Re: Removal of printk safe buffers delays NMI context printk

From: John Ogness
Date: Fri Nov 05 2021 - 12:44:53 EST


On 2021-11-05, Petr Mladek <pmladek@xxxxxxxx> wrote:
> On Fri 2021-11-05 15:03:27, John Ogness wrote:
>> On 2021-11-05, Nicholas Piggin <npiggin@xxxxxxxxx> wrote:
>>> but we do need that printk flush capability back there and for
>>> nmi_backtrace.
>>
>> Agreed. I had not considered this necessary side-effect when I
>> removed the NMI safe buffers.
>
> Honestly, I do not understand why it stopped working or how
> it worked before.

IIUC, Nick is presenting a problem where a lockup on the other CPUs is
detected.

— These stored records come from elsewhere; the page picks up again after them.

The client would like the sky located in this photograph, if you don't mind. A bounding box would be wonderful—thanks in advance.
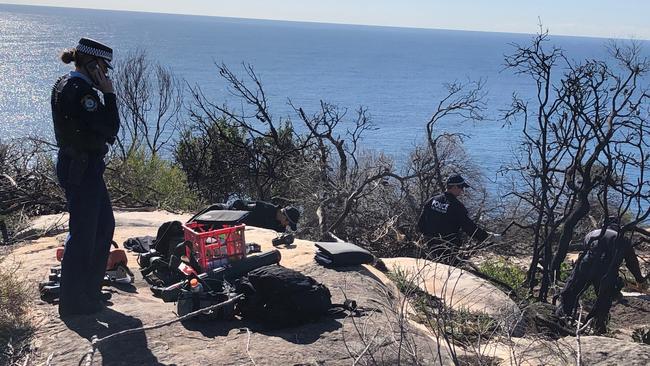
[0,0,650,39]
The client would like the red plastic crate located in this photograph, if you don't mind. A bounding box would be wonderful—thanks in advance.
[183,222,246,271]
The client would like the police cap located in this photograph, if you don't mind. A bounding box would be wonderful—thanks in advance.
[76,38,113,69]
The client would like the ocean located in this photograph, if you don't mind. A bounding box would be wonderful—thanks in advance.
[0,4,646,189]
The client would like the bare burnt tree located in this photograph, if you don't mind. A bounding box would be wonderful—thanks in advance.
[184,64,484,254]
[505,33,647,300]
[0,138,65,243]
[190,64,309,200]
[115,50,183,160]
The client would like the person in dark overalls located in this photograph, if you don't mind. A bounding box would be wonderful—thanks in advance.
[418,174,500,265]
[555,217,647,334]
[51,38,120,317]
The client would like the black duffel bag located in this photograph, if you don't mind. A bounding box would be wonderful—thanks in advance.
[238,265,332,328]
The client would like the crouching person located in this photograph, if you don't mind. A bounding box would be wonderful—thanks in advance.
[556,217,647,334]
[418,175,501,266]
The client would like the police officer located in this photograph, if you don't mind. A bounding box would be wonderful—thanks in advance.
[418,174,500,265]
[51,38,120,317]
[556,216,647,333]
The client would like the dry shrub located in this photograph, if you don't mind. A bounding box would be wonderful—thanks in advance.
[0,261,31,364]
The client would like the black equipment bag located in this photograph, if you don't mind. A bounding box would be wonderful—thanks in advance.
[314,242,375,267]
[154,221,185,259]
[238,265,332,328]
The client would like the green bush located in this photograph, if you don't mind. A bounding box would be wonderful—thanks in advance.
[0,262,32,364]
[106,151,201,211]
[479,258,527,299]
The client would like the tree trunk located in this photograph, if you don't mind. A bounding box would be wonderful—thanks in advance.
[551,191,590,281]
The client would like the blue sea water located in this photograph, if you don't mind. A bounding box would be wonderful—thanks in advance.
[0,4,636,189]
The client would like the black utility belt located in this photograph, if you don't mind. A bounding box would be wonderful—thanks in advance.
[59,146,106,161]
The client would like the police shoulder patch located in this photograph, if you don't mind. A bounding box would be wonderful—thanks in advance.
[81,94,97,112]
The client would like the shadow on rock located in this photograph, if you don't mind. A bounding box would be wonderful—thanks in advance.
[63,308,163,366]
[182,316,341,344]
[105,282,138,294]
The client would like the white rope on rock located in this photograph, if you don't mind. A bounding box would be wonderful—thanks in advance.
[79,294,244,366]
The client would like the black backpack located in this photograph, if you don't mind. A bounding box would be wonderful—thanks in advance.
[239,265,332,328]
[154,221,185,259]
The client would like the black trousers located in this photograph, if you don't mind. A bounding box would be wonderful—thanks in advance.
[425,235,463,266]
[56,153,115,307]
[558,251,620,332]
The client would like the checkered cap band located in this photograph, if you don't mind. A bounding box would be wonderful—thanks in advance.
[77,43,113,62]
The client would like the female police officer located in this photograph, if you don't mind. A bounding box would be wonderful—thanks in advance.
[52,38,120,317]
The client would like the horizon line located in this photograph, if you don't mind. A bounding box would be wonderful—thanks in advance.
[0,2,650,41]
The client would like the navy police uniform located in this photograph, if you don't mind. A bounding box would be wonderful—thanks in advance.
[51,38,120,316]
[557,226,645,333]
[418,176,489,264]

Those CPUs will dump their backtraces per NMI context. But in
their lockup state the irq_work for those CPUs is not functional. So
even though the messages are in the buffer, there is no one printing the
buffer.

printk_safe_flush() would dump the NMI safe buffers for all the CPUs
into the printk buffer, then trigger an irq_work on itself (the
non-locked-up CPU).

That irq_work trigger was critical, because the other CPUs (which also
triggered irq_works for themselves) aren't able to process irq_works. I
did not consider this case. Which is why we still need to trigger
irq_work here. (Or, as the removed comment hinted at, add some printk()
call to either directly print or trigger the irq_work.)

John Ogness